Gérald Darmanin a justifié la répression de la manifestation de soutien au peuple palestinien par une déclaration mensongère absolument scandaleuse. Il a déclaré qu’il ne peut y avoir de « manifestations antisémites en France ». Des déclarations absolument hypocrites, pour celui qui a repris à son compte l'antisémitisme napoléonien et défendu l'Action Française.

vendredi 14 mai

Photo : France Info

Au micro de BFMTV et France Info, le ministre de l’Intérieur vient de faire des déclarations scandaleuses : « Il ne peut pas y avoir de manifestations de haine, de manifestations antisémites en France ». Ces propos s’inscrivent à la suite de sa demande auprès de la Préfecture de Paris d’interdire la manifestation qui devrait avoir lieu ce samedi dans la capitale, pour dénoncer les exactions de l’État sioniste et colonial d’Israël sur le peuple palestinien. Gérald Darmanin a également annoncé que la manifestation allait être vraisemblablement réprimée puisqu’il a demandé la mise en place d’un important dispositif policier, « quel que soit la décision du tribunal »

Après plus d’une semaine de mobilisations de la jeunesse palestinienne, le gouvernement israélien a lancé plusieurs offensives meurtrières à Jérusalem Est et à Gaza avec le soutien de l’extrême droite. Ce massacre, qui a fait déjà 100 morts, est orchestré en toute complicité avec Macron et Biden de par leur soutien à cet État colonial.

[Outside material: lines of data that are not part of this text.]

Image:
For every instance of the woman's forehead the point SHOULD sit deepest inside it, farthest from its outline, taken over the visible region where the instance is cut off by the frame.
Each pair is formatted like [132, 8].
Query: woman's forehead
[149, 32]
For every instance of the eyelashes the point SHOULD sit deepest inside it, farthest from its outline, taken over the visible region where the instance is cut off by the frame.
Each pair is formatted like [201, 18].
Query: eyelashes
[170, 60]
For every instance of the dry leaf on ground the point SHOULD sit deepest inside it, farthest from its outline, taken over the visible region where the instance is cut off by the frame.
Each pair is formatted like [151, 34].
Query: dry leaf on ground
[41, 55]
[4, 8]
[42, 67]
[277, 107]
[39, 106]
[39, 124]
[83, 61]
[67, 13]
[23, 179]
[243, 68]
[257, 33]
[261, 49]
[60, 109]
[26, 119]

Au-delà de sa demande d’interdire la manifestation, et qui rappelle l’interdiction des manifestations pro-Palestine en 2014 par Manuel Valls, ces déclarations soulignent également la complicité de l’État français avec la politique sanglante de l’État d’Israël. En effet la France, avec les États-Unis, est l’un des premiers partenaires d’Israël, sur le plan militaire, économique et politique.

Mais cette démagogie utilisée par Darmanin est particulièrement fallacieuse, effaçant notamment les distinctions entre antisionisme et antisémitisme : les mobilisations, en Palestine, en France et dans le monde, ne pointent pas la religion juive, mais bien la politique coloniale criminelle de l’État d’Israël qui opprime le peuple palestinien depuis des décennies.

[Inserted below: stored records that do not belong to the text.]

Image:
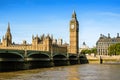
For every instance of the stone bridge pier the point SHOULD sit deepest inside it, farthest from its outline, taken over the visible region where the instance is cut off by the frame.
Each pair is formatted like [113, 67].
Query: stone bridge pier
[20, 59]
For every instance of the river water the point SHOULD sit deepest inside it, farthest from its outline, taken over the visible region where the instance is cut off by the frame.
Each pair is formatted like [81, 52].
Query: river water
[74, 72]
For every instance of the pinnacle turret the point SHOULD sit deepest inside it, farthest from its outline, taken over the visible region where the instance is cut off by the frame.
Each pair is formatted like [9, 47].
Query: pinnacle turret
[74, 14]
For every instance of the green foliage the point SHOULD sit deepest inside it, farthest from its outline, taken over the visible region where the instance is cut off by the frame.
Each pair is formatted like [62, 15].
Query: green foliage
[94, 50]
[114, 49]
[87, 51]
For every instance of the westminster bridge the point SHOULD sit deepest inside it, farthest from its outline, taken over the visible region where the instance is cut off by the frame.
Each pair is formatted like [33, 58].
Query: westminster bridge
[28, 59]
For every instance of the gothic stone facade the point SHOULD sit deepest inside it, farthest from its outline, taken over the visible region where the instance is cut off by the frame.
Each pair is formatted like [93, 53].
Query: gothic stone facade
[45, 43]
[104, 43]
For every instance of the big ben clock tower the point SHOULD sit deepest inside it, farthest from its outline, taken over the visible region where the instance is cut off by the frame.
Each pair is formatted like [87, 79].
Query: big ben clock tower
[74, 35]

Ces propos de Darmanin sont particulièrement hypocrites surtout lorsqu’on sait que le même ministre reprenait à sa sauce l’antisémitisme napoléonien. C’est dans son livre Le séparatisme islamiste, qu’il revendiquait en mars la gestion raciste par Napoléon des communautés juives. Ce dernier parlait notamment des « problèmes d’intégration des Juifs à la Nation française  » en racontant au travers de clichés antisémites les plus nauséabonds que « certains d’entre eux pratiquaient l’usure et faisaient naître troubles et réclamations ».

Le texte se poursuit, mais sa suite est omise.